Il ne s’agit pas d’un effet de sonorité gratuit, cette composante rythmique renvoie à la sémantique des personnages dont a parfaitement rendu compte Daniel Mesguish dans sa dernière mise en scène de Bérénice. En effet, Bérénice et Phénice portaient le même costume, tout comme Titus et Paulin, et toute la mise en scène jouait sur le double. Écho sonore et miroir sont deux métaphores du dédoublement. Ces figures du double nous disent que héros et confident sont les deux faces d’une même unité, et qu’on est face à une simulation de dialogue, qui serait plus proche du débat intérieur.

4. La variation comme composante du plaisir

Le souci principal de Corneille comme de Racine est le plaisir du spectateur : "la principale Règle est de plaire et toucher. Toutes les autres ne sont faites que pour parvenir à cette première" écrit Racine dans la préface de Bérénice. La variation dans le rythme et dans les thématiques est une des composantes de ce plaisir. Si le même niveau d’intensité dramatique était maintenu tout au long de la pièce, la pièce serait intenable.

Sur les tragédies d’Andromaque à Phèdre, nous avons mené deux types d’analyses. Dans la première, chaque vers a été considéré comme une unité textuelle et l’ensemble du vocabulaire (y compris les mots-outils) a été pris en compte. Dans la seconde, les unités textuelles sont définies par les couples de vers rimant ensemble, et seuls les mots pleins ont été considérés comme variables actives, les noms propres ont été traités en variables illustratives.
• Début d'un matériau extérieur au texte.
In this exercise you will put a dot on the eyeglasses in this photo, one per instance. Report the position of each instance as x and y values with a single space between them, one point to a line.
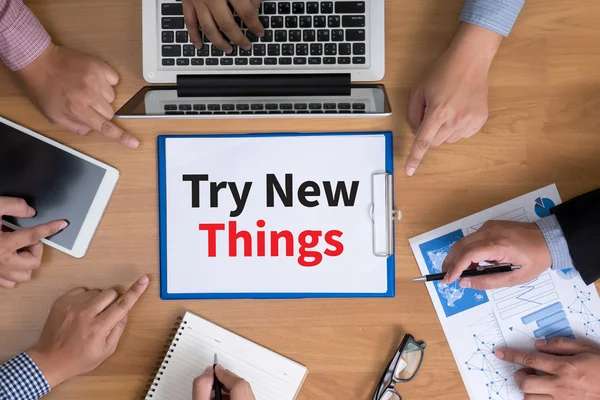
402 368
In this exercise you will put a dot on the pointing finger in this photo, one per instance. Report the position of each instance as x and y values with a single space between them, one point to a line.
31 236
209 27
103 107
530 383
416 107
425 134
106 128
110 75
191 21
103 301
443 134
222 14
538 361
15 207
564 346
119 308
115 334
249 15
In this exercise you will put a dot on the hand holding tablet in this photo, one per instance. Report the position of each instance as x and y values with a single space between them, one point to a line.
21 251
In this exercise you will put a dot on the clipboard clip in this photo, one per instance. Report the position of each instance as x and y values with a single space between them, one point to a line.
383 213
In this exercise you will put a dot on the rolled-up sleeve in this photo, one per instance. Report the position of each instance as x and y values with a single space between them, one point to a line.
496 15
22 36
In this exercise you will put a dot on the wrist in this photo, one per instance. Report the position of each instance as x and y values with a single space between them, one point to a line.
37 67
49 368
475 45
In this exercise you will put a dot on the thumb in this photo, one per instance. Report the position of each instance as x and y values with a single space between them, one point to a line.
110 75
564 347
203 385
493 281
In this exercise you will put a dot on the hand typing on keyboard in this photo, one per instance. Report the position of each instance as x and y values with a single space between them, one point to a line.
74 91
450 102
216 20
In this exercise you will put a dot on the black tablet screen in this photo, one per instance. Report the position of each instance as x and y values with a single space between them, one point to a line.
59 185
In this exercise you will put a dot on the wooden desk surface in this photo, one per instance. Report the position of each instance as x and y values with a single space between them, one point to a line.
543 128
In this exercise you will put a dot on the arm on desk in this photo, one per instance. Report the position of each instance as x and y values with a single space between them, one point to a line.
450 102
579 222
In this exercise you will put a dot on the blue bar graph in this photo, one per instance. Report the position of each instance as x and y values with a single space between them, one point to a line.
550 319
564 332
556 326
542 313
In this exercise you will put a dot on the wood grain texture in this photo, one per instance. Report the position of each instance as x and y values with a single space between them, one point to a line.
543 128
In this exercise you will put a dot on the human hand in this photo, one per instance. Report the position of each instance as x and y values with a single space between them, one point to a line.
74 91
214 17
571 368
450 101
82 330
237 388
21 251
516 243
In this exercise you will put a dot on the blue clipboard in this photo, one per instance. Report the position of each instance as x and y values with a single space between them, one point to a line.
162 201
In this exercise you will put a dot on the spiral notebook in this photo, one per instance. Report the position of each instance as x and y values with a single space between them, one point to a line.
193 345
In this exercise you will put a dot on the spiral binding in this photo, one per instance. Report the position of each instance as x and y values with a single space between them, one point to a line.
168 350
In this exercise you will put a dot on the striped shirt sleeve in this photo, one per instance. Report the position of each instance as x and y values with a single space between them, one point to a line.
21 379
496 15
22 36
556 241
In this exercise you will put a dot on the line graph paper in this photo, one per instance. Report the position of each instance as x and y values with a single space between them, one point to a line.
496 374
520 299
579 306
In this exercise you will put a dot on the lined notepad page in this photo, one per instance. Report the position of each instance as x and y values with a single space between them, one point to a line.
272 376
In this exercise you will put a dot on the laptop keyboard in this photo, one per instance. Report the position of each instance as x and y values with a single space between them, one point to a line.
298 34
265 108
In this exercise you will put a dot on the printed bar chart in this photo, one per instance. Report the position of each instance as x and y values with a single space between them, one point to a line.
551 321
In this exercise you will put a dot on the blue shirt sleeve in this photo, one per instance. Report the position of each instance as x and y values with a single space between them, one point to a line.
21 379
559 249
496 15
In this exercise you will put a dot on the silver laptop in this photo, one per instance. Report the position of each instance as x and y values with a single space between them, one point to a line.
343 40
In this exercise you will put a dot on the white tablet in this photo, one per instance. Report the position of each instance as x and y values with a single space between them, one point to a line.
59 182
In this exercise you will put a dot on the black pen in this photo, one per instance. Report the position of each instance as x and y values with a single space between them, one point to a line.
479 271
217 383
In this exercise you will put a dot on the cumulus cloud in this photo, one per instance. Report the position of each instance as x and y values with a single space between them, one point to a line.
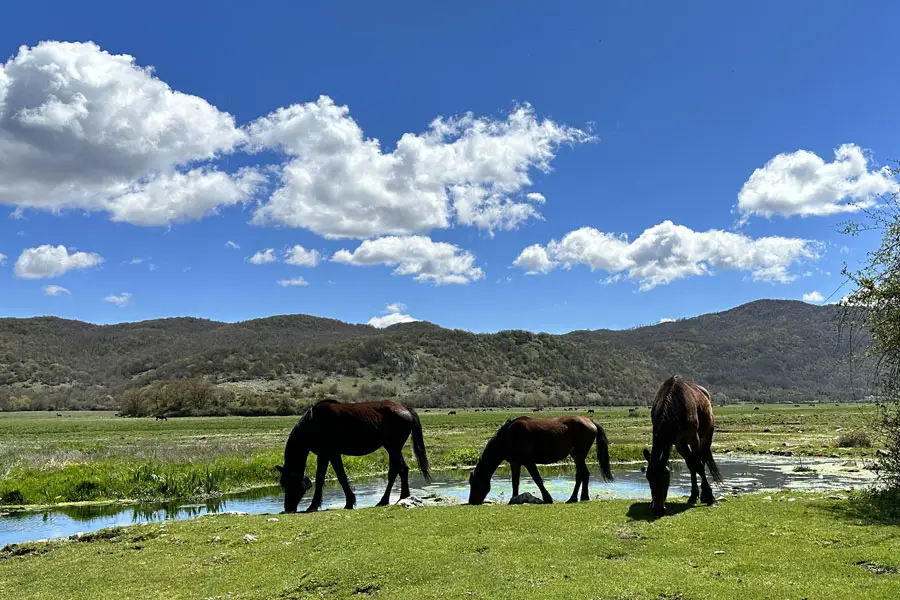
340 184
802 183
301 257
419 256
49 261
263 257
292 282
667 252
81 128
55 290
393 315
814 297
123 299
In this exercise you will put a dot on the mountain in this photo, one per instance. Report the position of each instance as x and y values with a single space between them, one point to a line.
764 351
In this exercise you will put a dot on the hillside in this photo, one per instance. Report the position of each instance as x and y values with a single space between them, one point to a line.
779 351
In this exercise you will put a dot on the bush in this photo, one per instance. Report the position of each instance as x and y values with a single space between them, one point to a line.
855 439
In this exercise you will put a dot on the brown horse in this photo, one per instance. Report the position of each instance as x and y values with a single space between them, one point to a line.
530 442
681 415
330 429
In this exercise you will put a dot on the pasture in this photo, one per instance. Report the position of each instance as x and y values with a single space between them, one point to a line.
781 546
81 456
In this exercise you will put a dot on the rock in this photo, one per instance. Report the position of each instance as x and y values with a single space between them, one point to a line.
526 498
411 502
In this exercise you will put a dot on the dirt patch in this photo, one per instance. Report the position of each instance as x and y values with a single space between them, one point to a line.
14 550
876 568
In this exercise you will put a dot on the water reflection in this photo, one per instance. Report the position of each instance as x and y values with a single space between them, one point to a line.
741 474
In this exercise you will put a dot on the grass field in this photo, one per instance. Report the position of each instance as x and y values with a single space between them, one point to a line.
47 459
749 547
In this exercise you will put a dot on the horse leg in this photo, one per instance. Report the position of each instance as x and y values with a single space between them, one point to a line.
690 459
404 476
515 470
706 495
393 470
338 464
321 470
585 476
532 470
579 481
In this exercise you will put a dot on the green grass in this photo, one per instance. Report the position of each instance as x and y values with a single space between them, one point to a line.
747 548
45 459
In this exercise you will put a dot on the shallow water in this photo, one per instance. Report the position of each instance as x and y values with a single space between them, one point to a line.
742 474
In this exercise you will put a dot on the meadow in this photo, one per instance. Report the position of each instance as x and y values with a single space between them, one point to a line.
94 456
784 545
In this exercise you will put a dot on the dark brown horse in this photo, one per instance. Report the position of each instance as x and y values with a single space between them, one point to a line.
330 429
528 442
681 415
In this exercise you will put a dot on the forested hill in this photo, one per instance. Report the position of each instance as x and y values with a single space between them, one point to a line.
764 351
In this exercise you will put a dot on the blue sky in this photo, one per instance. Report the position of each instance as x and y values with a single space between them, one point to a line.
685 159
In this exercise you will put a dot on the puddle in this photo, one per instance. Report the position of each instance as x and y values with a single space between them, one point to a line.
742 474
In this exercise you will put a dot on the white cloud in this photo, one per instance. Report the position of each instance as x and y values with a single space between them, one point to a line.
55 290
122 299
49 261
301 257
801 183
340 184
81 128
419 256
393 315
292 282
667 252
263 257
814 297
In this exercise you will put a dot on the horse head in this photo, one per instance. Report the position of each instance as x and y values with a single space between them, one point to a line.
295 484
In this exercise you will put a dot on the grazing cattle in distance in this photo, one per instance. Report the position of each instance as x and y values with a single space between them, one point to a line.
681 415
528 442
330 429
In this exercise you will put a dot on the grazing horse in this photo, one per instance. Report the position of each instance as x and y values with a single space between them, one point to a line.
681 415
330 429
530 442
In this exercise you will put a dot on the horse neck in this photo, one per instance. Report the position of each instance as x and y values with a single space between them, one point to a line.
296 450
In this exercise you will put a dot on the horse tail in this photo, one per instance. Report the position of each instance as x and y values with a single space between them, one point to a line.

Pratiquement toutes les classes de vers, constituées sur la base de l’ensemble de leur vocabulaire, sont caractérisées par un type de rythme spécifique. Ainsi, observe-t-on deux classes de vers intéressantes où les hémistiches "irréguliers" sont particulièrement nombreux. La première regroupe des vers où les mots les plus spécifiques sont Madame, Seigneur, Hé bien, puisque, il faut, vous. Ce sont les vers qui portent l’intensité tragique à son paroxysme dans la confrontation des héros, victimes d’un il faut qui les dépasse. La majorité de ces vers, riches en interjections, est prise en charge par plusieurs personnages :

Ah ! que proposez-vous, Madame ? / Hé quoi, seigneur ? (Bajazet, vers 451)

Adieu. / Prince... / On m'attend, madame, il faut partir.(Britannicus, vers 1561)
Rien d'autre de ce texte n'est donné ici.